Easter and Christmas. Both of these holidays tend to draw even casual Christians to a local church. But one pastor says that church is the wrong place to celebrate Resurrection Day.
That one pastor is Eric Foley. Foley is pastor of the Doers of The Word Evangelical Church, which meets simultaneously in Colorado Springs and in Seoul, Korea. As Foley sees it, the Bible clearly shows that the proper place to celebrate Easter is on the road.

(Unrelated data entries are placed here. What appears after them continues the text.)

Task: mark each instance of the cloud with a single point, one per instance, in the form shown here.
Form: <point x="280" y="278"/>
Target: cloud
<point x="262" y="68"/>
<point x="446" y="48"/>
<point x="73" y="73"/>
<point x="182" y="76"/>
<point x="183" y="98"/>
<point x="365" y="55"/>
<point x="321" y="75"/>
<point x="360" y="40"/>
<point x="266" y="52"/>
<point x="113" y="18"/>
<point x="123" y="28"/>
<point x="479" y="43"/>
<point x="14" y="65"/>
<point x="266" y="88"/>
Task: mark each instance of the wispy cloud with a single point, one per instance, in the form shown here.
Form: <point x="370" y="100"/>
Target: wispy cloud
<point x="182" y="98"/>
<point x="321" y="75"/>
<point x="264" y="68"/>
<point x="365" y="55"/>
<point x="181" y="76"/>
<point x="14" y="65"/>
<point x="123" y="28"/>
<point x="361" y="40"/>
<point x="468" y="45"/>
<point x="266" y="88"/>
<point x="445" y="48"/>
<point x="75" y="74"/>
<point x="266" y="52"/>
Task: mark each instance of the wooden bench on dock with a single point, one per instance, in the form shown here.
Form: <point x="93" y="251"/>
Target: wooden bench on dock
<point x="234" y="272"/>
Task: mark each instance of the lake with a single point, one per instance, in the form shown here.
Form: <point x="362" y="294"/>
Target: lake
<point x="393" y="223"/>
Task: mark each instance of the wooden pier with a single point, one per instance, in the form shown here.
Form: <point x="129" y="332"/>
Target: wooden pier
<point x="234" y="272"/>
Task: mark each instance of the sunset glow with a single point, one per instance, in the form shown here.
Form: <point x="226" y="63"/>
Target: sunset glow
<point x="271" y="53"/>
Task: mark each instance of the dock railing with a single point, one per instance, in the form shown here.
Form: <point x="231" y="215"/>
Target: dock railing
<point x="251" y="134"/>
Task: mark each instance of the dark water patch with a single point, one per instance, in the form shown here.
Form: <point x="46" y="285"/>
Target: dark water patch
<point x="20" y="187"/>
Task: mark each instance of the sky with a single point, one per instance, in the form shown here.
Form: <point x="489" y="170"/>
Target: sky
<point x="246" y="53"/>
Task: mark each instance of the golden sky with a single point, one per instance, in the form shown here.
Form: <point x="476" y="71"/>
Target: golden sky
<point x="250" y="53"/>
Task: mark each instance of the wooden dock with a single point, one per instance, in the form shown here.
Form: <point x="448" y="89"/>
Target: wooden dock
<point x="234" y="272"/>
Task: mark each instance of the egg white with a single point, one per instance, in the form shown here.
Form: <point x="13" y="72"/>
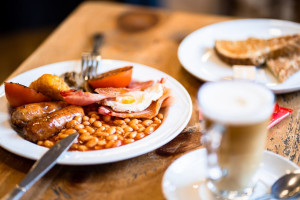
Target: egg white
<point x="135" y="101"/>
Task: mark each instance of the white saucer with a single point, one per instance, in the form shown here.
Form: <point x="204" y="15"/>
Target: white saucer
<point x="184" y="176"/>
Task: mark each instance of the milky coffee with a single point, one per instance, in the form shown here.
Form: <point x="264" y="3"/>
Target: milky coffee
<point x="244" y="108"/>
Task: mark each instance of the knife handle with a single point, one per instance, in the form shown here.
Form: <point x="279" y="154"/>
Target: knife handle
<point x="16" y="194"/>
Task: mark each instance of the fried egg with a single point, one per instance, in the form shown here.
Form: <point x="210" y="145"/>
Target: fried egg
<point x="135" y="101"/>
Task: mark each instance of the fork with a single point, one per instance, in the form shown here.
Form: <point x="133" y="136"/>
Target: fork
<point x="90" y="61"/>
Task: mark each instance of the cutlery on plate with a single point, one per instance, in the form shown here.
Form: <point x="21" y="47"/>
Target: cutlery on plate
<point x="90" y="61"/>
<point x="41" y="167"/>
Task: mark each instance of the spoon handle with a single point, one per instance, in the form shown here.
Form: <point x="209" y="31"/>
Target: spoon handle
<point x="265" y="196"/>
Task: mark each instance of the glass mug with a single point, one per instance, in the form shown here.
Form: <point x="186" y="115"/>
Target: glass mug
<point x="236" y="115"/>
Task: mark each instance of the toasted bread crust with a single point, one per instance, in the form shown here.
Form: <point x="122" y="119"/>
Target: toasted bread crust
<point x="284" y="67"/>
<point x="254" y="51"/>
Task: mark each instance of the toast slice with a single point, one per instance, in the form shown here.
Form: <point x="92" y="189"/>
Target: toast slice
<point x="284" y="67"/>
<point x="255" y="51"/>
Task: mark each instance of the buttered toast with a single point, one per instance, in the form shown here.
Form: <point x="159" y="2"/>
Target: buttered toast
<point x="255" y="51"/>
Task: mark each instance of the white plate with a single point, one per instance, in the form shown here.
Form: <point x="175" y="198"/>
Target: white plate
<point x="176" y="117"/>
<point x="197" y="56"/>
<point x="185" y="175"/>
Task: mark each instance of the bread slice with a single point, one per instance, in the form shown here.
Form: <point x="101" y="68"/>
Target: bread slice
<point x="255" y="51"/>
<point x="284" y="67"/>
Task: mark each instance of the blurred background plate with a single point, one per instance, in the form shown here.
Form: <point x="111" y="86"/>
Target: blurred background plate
<point x="197" y="55"/>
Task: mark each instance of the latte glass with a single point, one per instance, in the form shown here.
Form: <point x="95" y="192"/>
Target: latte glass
<point x="236" y="115"/>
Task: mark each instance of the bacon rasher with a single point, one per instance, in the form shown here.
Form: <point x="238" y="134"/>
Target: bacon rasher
<point x="81" y="98"/>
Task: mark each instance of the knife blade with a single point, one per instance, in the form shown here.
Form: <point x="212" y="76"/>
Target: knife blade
<point x="41" y="167"/>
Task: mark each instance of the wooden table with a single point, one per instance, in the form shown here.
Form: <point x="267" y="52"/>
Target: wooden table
<point x="153" y="42"/>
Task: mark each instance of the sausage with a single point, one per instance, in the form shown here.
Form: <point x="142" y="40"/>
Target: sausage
<point x="49" y="125"/>
<point x="23" y="114"/>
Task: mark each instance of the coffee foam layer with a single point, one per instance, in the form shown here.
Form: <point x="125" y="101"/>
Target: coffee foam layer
<point x="236" y="102"/>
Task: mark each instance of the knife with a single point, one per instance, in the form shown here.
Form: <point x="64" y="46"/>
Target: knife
<point x="41" y="167"/>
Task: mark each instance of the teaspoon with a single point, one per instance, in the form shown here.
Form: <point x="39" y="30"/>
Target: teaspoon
<point x="286" y="187"/>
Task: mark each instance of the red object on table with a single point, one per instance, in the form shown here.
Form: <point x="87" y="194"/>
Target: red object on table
<point x="279" y="114"/>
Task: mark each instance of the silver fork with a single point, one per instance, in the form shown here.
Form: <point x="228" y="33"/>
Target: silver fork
<point x="90" y="61"/>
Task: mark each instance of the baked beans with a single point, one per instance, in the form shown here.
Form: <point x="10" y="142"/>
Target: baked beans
<point x="103" y="132"/>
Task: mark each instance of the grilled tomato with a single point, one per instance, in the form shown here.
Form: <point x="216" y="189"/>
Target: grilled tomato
<point x="17" y="94"/>
<point x="120" y="77"/>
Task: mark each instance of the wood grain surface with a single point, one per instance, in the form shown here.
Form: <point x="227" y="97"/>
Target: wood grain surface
<point x="147" y="36"/>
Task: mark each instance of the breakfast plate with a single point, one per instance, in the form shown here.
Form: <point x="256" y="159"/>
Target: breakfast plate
<point x="184" y="178"/>
<point x="197" y="55"/>
<point x="176" y="117"/>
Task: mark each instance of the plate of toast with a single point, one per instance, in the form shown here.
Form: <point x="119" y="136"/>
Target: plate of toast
<point x="271" y="47"/>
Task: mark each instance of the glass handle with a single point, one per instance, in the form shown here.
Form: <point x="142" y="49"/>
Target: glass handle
<point x="212" y="141"/>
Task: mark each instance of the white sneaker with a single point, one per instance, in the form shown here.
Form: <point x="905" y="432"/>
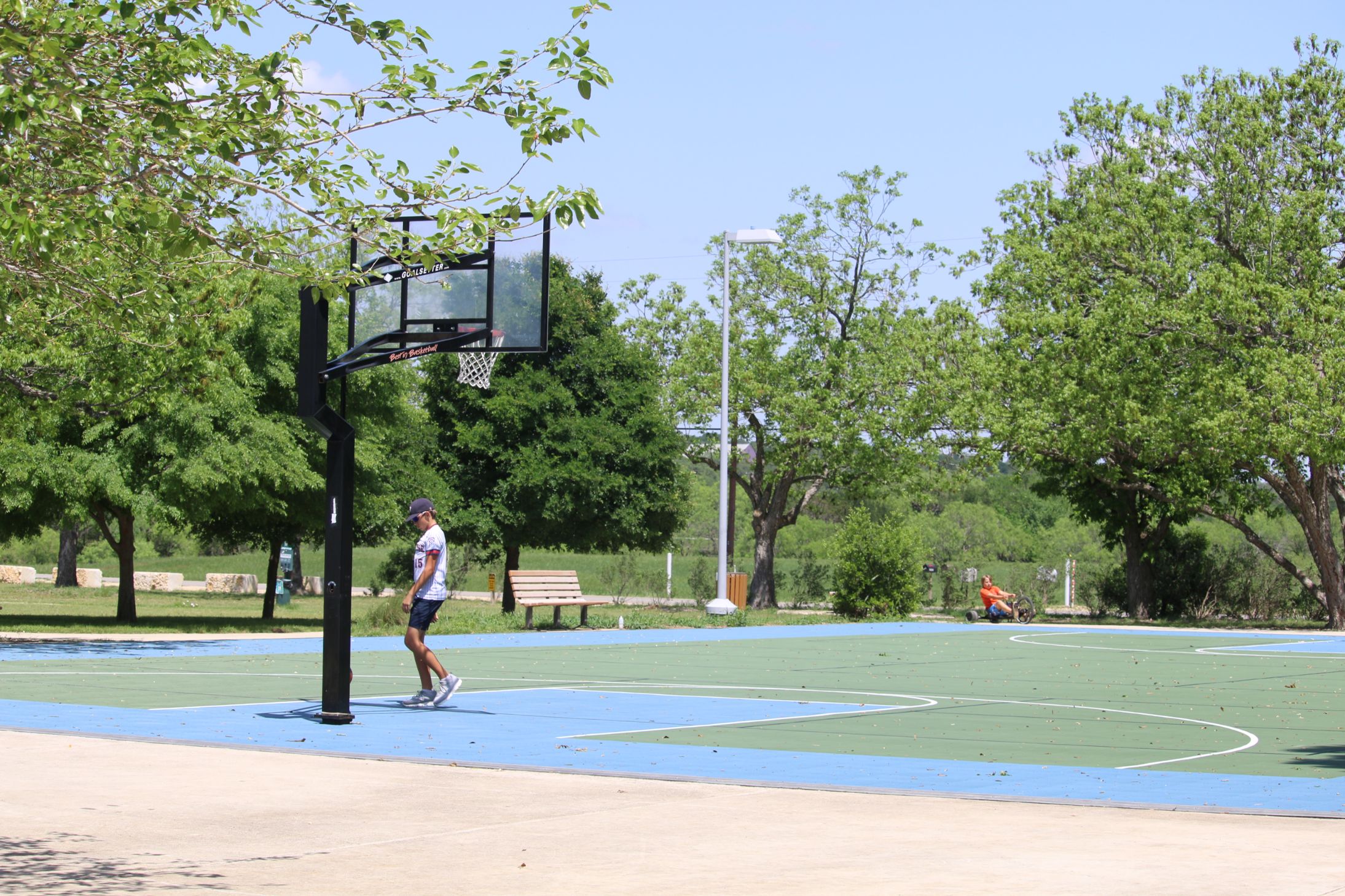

“Lock the front door of the church on Easter morning and post a sign there that says, ‘He is not here—He is risen,'” says Foley. “That’s the message the angel shares when the women come to anoint Jesus’ body on Easter morning: ‘Go quickly and tell his disciples that he has risen from the dead, and behold, he is going before you to Galilee; there you will see him.’ Whether it’s the disciples who meet Jesus on the road to Emmaus or the apostles who are called out of the Upper Room and on to Galilee, the Easter message is clear: If you want to meet Jesus, hit the road!”
In his new book, The Whole Life Offering: Christianity as Philanthropy, Foley details a one year plan for growing in Christian maturity through seven spiritual disciplines of loving God and 10 outreach disciplines of loving neighbor. Easter Sunday, he says, is the perfect day to practice both through acts of service in one’s community.
“In the early church, commemorating the resurrection of Jesus Christ meant more than dressing up and going to church before a family dinner,” Foley says. “It was the starting line for discipleship. New believers joined Christ in his death and resurrection—and in hitting the road to share the love of God. Whether at a soup kitchen, a park, or a mall, Easter is a day best spent looking for —and sharing—Jesus in the community.”
Do you agree with Pastor Foley? Should believers hit the road or unite together in church—or both?